There would be a conceptual bonus for Americans if Indian Prime Minister Atal Bihari Vajpayee and Pakistani President Pervez Musharraf do bury the hatchet. That result would provide clues as to how terrorist wars, and wars on terrorists, finally come to an end.

Unsuccessful terror campaigns tend to consume themselves. Cutting off outside support and finance turn the bombers and killers against their one-time sponsors and then each other. Their movements split and suffocate — if those who have resisted them know how to seize the moment to stop the conflict when it comes.

Vajpayee, the poet and Hindu nationalist who has been the turtle to Musharraf’s excitable and exposed hare for the past three years, acts as if that moment may have finally come in Kashmir. The Indian leader has inched his way steadily toward an accommodation with Pakistan by alternating threatening military moves and visions of mutual economic benefits built on peace.

“There has never been such promise and support for peace in both countries as there is now,” Yashwant Sinha, India’s foreign minister, told me during a visit to Washington this week. “I see a groundswell of support for peace” on both sides, he added.

Sinha declined to speculate on why Pakistan has suddenly dropped many demands that in the past have blocked peace talks on Kashmir. He stuck to the positive tone that Vajpayee and Musharaf adopted in Islamabad on Jan. 5, when they agreed to pursue an agenda and timetable for formal negotiations.

Musharraf has impressed Indian officials by moving in recent weeks to rein in the interlocking network of terrorists, military and intelligence officials and nuclear scientists who have made Pakistan a center of regional instability and of global nuclear proliferation over the past two decades. New Delhi now practices something like a “trust but verify” strategy toward Musharraf that the former general has finally earned.

Outside pressure or mediation from the United States has had almost no immediate role in this embryonic engagement by the Asian subcontinent’s two nuclear powers. Much as Egypt’s Anwar Sadat and Israel’s Menachem Begin did in 1977, Vajpayee and Musharraf have moved for their own reasons.

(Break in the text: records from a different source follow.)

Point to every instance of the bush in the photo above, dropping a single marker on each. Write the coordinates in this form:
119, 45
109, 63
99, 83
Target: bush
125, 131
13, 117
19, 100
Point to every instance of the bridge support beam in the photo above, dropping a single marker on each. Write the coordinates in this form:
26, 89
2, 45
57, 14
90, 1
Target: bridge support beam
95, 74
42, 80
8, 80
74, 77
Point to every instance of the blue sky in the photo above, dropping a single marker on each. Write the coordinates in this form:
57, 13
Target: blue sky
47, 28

Washington’s lavish support for Musharraf, given without holding him to past promises to cut off cross-border terrorism and dismantle terror camps in Kashmir, may in fact have delayed this moment. By so personalizing its economic aid and political support instead of designing it to assist Pakistan to return to democracy, the Bush administration encouraged the general to play a balancing game as long as he could.

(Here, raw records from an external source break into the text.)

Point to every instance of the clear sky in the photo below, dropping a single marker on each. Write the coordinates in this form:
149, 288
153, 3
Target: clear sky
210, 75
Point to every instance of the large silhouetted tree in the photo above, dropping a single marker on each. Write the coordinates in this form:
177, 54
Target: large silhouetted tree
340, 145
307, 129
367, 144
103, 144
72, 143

But assassination attempts that rely on inside knowledge focus the mind in special ways. Two such attacks on Musharraf’s life seem to have convinced the Pakistani leader that the most immediate threat he faces does not come from New Delhi. It comes from extremists in or near his own regime, who apparently gave terrorists the intelligence that enabled them to bomb Musharraf’s convoys on Dec. 14 and 25.

These attacks make fence-sitting no longer possible, either by Musharraf or by the generals whose support he needs to survive the Islamist challenge to his rule. The monster they helped create now has its fingers on their throats.

The support that Pakistan extended to terrorist groups in Kashmir and elsewhere in Central Asia also helped give rise to al-Qaida, which still operates along the Afghanistan-Pakistan frontier. A cataclysmic moment of truth for Pakistan in Kashmir will inevitably influence the Bush administration’s war on global terror, for better or for worse.

This is another case where spinning into control is only one option. Musharraf must push forward and survive the showdown that has begun in his country. Vajpayee has to win a national election likely to come in April, and then satisfy Pakistan’s legitimate aspirations in Kashmir. Bush must not let his political calendar disrupt the military campaigns he has undertaken against global terrorism.

That’s a lot to get right in a region where things have gone badly wrong for years. The path leading to Oslo and Nobel laureate status for Vajpayee and Musharraf is strewn with pitfalls and land mines. But by taking the first baby steps toward peace in Kashmir, these two leaders have begun a journey that can change the world.


Jim Hoagland is a columnist for Washington Post Writers Group.